Speaking during the international workshop, the principal trainer, Renu Khana, invited the participants’ to be diligent because the workshop did not going to get into the intricacies of gender and theory due to the short duration for the transfer of knowledge. To compensate the lapses, the resource persons put all the different tools for gender promotion at the disposal of the participants. Renu Khana added that 30% of the course was dedicated to getting participants know themselves because it is vital for planting the seeds of gender.
The participants exploited the application of gender in all aspects of their work and what gender meant for the breastfeeding movement as initiated and promoted by WABA. Working with men was introduced as a special aspect with relevance to gender and breastfeeding promotion to facilitate the expansion of WABA Men’s Initiative in all regions.

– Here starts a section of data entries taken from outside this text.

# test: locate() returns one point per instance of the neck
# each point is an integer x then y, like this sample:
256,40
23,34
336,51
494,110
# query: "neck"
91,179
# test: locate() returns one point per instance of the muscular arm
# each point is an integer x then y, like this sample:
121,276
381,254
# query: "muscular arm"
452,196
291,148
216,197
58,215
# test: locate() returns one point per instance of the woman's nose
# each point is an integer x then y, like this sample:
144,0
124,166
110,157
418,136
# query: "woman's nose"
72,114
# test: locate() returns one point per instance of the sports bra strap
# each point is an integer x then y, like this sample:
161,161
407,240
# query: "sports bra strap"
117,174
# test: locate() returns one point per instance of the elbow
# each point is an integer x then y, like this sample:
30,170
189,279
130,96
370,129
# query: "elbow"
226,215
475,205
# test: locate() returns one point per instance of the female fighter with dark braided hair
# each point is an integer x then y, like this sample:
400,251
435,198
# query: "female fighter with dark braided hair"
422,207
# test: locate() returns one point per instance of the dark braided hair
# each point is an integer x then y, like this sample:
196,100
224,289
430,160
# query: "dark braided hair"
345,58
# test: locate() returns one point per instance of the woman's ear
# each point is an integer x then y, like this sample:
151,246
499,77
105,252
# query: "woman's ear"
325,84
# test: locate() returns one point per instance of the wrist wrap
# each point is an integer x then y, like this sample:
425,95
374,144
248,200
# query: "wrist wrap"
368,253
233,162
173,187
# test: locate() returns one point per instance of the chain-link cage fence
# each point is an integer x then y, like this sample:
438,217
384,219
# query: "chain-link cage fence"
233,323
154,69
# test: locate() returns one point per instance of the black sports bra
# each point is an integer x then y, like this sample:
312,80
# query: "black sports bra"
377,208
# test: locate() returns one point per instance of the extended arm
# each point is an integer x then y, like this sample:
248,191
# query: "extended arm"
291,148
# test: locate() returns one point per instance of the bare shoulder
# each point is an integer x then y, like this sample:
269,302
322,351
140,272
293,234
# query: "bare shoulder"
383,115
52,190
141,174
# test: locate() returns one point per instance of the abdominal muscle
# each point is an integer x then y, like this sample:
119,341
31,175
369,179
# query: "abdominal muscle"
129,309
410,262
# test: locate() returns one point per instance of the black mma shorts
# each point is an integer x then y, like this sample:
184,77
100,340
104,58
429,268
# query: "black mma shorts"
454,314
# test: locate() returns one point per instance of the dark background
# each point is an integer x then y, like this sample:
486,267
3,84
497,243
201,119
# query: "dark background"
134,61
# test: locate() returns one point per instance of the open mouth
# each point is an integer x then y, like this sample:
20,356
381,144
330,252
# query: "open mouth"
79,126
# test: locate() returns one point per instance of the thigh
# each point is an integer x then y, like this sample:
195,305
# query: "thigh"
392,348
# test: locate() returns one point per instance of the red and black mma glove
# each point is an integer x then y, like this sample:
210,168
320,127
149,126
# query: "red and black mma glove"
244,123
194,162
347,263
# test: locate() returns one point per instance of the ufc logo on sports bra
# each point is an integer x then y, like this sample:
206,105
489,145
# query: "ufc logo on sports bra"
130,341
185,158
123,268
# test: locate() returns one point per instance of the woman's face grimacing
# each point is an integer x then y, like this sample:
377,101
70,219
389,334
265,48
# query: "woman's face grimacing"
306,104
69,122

Renu Khanna, Paul Sinnappan and Flavio Valente led the participants to focus on gender in the larger context that takes into consideration the situation of the environment, cultures, political and socio-economic reflections within the communities. To achieve this, gender analysis was treated in line with the right to food and gender mainstreaming. Participants were guided on how to apply the ideas during counseling and exchanges as they conceived action plans for their different target groups and regions doable from 2010.
Two strategic plans of action were conceived that cover activities in the areas of gender and breastfeeding, gender and the rights to food. To better understand the issue of gender, Renu Khanna talked about what it is and what it is not. This was better understood when the attitudes of the male and the female were surveyed in groups and discussed in plenary putting in consideration gender natural and structural build ups.
The training was delivered by two experts in gender promotion strategies from India and Malaysia, Renu Khanna and Paul Sinnappan with the coordination of leader-icons from two international networks, Sarah Amin, Co-Director of WABA and Flavio Valente, Secretary General of FIAN.
The joint WABA-FIAN training workshop enabled the 30 breastfeeding and food rights advocates from the networks to raise awareness and sensitivity on gender issues back in their respective regions and countries. Participants were invited to include gender on their work agendas by duplicating sensitization talks and conducting exchange sessions focused on gender challenges to breastfeeding and food rights issues.
The World Alliance for Breastfeeding Action, WABA and the Food First Information and Action Network, FIAN, were assured during the evaluation session that the concept of gender and gender mainstreaming, tools and skills of gender analysis of the course are understood. The development of gender analysis of breastfeeding and rights to adequate food after the training in the respective regions and countries now should now become a reality.
Participants returned with resource materials for the application of gender concepts and the development of gender sensitive strategies and work plans. Within the context of the training, participants learnt about how to differentiate between sex and gender, recall dimensions of gender as a system, enumerate and list gender aspects of breastfeeding and rights to adequate food. The men and women were able to list men’s role and responsibilities in appropriate infant feeding and promotion of rights to adequate food before separating from New Delhi, India last July 10.
The workshop agenda covered issues related to gender and sex, gender as a system, gender aspects of breastfeeding and rights to adequate food, gender analysis frameworks, economic and political contexts of women, men’s involvement, role and responsibilities, gender mainstreaming and gender indicators. The participatory training methodologies included exercises, games, group discussions and presentations, role plays, experience sharing by participants and others.